Indexes
This page provides an explanation of each of the indexes Datomic maintains.
Datomic maintains four indexes that contain ordered sets of datoms. Each of these indexes is named based on the sort order used. E, A, and V are always sorted in ascending order, while T is always in descending order:
EAVT
The EAVT index provides efficient access to everything about a given entity. Conceptually this is very similar to row access style in a SQL database, except that entities can possess arbitrary attributes rather than being limited to a predefined set of columns.
The example below shows all the facts about entity 42 grouped together:
EAVT is also useful in master or detail lookups, since the references to detail entities are just ordinary values alongside the scalar attributes of the master entity. Datomic assigns entity ids so that when master and detail records are created in the same transaction, they are colocated in EAVT.
AEVT
The AEVT index provides efficient access to all values for a given attribute, comparable to the traditional column access style. In the table below, notice how all :release/name attributes are grouped together. This allows Datomic to efficiently query for all values of the :release/name attribute, because they reside next to one another in this index.
AVET
The AVET index provides efficient access to particular combinations of attribute and value. The example below shows a portion of the AVET index allowing lookup by :release/names.
The AVET index is more expensive to maintain than other indexes, and as such it is the only index that is not enabled by default for Pro. To maintain AVET for an attribute, specify :db/index true (or some value for :db/unique) when installing or altering the attribute.
All attributes are maintained in the AVET index for Cloud.
VAET
The VAET index contains only datoms whose attribute has a :db/valueType of :db.type/ref. This is also known as the reverse index since it allows efficient navigation of relationships in reverse. Assuming that The Beatles are entity 100, the following table shows how their releases would be grouped together in this index:
Implementation
Accumulate Only
Datomic is accumulate-only.
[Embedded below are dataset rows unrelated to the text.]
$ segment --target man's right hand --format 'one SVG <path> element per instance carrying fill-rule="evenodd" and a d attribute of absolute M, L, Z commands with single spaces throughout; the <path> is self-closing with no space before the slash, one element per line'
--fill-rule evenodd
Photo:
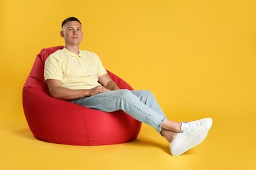
<path fill-rule="evenodd" d="M 110 90 L 101 85 L 98 85 L 98 86 L 87 90 L 87 92 L 86 93 L 86 96 L 91 96 L 99 93 L 103 93 Z"/>

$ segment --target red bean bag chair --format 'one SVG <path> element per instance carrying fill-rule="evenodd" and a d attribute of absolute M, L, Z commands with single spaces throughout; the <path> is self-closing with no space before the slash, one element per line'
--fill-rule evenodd
<path fill-rule="evenodd" d="M 45 61 L 51 54 L 62 48 L 60 46 L 43 49 L 23 88 L 23 109 L 35 137 L 50 143 L 87 146 L 136 139 L 141 122 L 122 110 L 105 112 L 51 96 L 44 81 Z M 124 80 L 108 73 L 120 88 L 133 90 Z"/>

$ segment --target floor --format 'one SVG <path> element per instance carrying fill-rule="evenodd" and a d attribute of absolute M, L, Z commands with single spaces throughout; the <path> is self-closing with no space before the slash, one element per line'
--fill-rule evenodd
<path fill-rule="evenodd" d="M 2 114 L 0 120 L 0 169 L 255 169 L 256 166 L 256 126 L 246 115 L 211 116 L 214 122 L 207 139 L 182 156 L 173 156 L 165 139 L 146 125 L 129 143 L 68 146 L 35 139 L 23 110 L 12 110 L 19 116 Z M 192 120 L 184 116 L 175 118 Z"/>

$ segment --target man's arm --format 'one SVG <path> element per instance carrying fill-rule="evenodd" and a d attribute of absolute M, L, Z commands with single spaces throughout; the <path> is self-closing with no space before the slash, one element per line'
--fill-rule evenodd
<path fill-rule="evenodd" d="M 110 78 L 111 79 L 111 78 Z M 54 98 L 72 100 L 85 96 L 91 96 L 95 94 L 109 91 L 102 86 L 98 86 L 92 89 L 72 90 L 62 86 L 61 81 L 55 79 L 46 80 L 52 97 Z"/>
<path fill-rule="evenodd" d="M 116 82 L 114 82 L 112 79 L 111 79 L 108 74 L 105 74 L 99 76 L 98 82 L 101 85 L 110 90 L 119 90 L 117 85 L 116 85 Z"/>

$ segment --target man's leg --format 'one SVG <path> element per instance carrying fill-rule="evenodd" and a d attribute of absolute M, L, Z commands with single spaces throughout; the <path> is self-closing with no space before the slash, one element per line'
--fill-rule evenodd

Information accumulates over time, and change is represented by accumulating the new, not by modifying or removing the old. For example, "removing" occurs not by taking something away, but by adding a new retraction.
At the implementation level, this means that index and log segments are immutable, and can be consumed directly without coordination by any processes in a Datomic system. This is the reason that Datomic processes are called peers - all processes have equivalent access to the information in the system. In addition, because the indexes are immutable, they can be efficiently cached in application processes.
Note that accumulate-only is a semantic property, and is not the same as append-only, which is a structural property describing how data is written. Datomic is not an append-only system, and does not have the performance characteristics associated with append-only systems.
Efficient Accumulation
The Datomic API presents indexes to consumers as sorted sets of datoms or of transactions. However, Datomic is designed for efficient writing at transaction time, and for use with data sets much larger than can fit in memory. To meet these objectives, Datomic:
- Stores indexes as shallow trees of segments, where each segment typically contains thousands of datoms.
- Stores segments, not raw datoms, in storage.
- Updates the datom trees only occasionally, via background indexing jobs.
- Uses an adaptive indexing algorithm that has a sublinear relationship with total database size.
- Merges index trees with an in-memory representation of recent changes so that peers see up-to-date indexes.
- Updates the log for every transaction (the D in ACID)
- Optimizes log writes using additional data structures tuned to allow O(1) storage writes per transaction.
Efficient Query
Datomic is able to access datoms at memory speeds for queries whose supporting datoms are already in the cache. This latency is impossible to achieve with client/server databases. When not all supporting datoms are in cache, the wide branching factor of index trees ensures that at most 1-2 reads from storage are necessary to find the necessary segments.
Real-Time Query
The diagram below shows a cloud-based Datomic instance using DynamoDB for its storage layer. Index usage is visible in the Peer Library and Peer Server sections, where index segments are cached (the yellow "Cache") and merged with recent changes (the green "Live Index") to provide a real-time view to Query.
Usage Notes
- Attributes that are going to be queried by value need to be marked as :db/index true or :db/unique.
- Datomic's combination of indexes automatically supports queries associated with a number of different storage styles, including row-oriented, column-oriented, document-oriented, K/V, and graph.
- Datomic's EAVT and VAET indexes can automatically navigate entity relationships in both directions, so it is not necessary or recommended to create two attributes that model the same relationship but from different directions.
- Datomic programs do not need to do any API-level caching. Caching is generic, omnipresent, and requires little or no configuration.
- For small enough databases, the entire database is in peer caches, which makes data access faster than in client/server databases.
- The overhead of a peer cache miss is 1-2 segment fetches. From memcached, such fetches are on the order of 1 millisecond. Storages vary from 1 up to 10 or more milliseconds.
- The peer cache insulates Datomic from the performance of the underlying storage system. As a result, it is necessary to weigh storage performance somewhat less heavily than other systems.
- Background indexing needs to be fast enough to keep up with transaction load. To see more about capacity, check the Capacity documentation.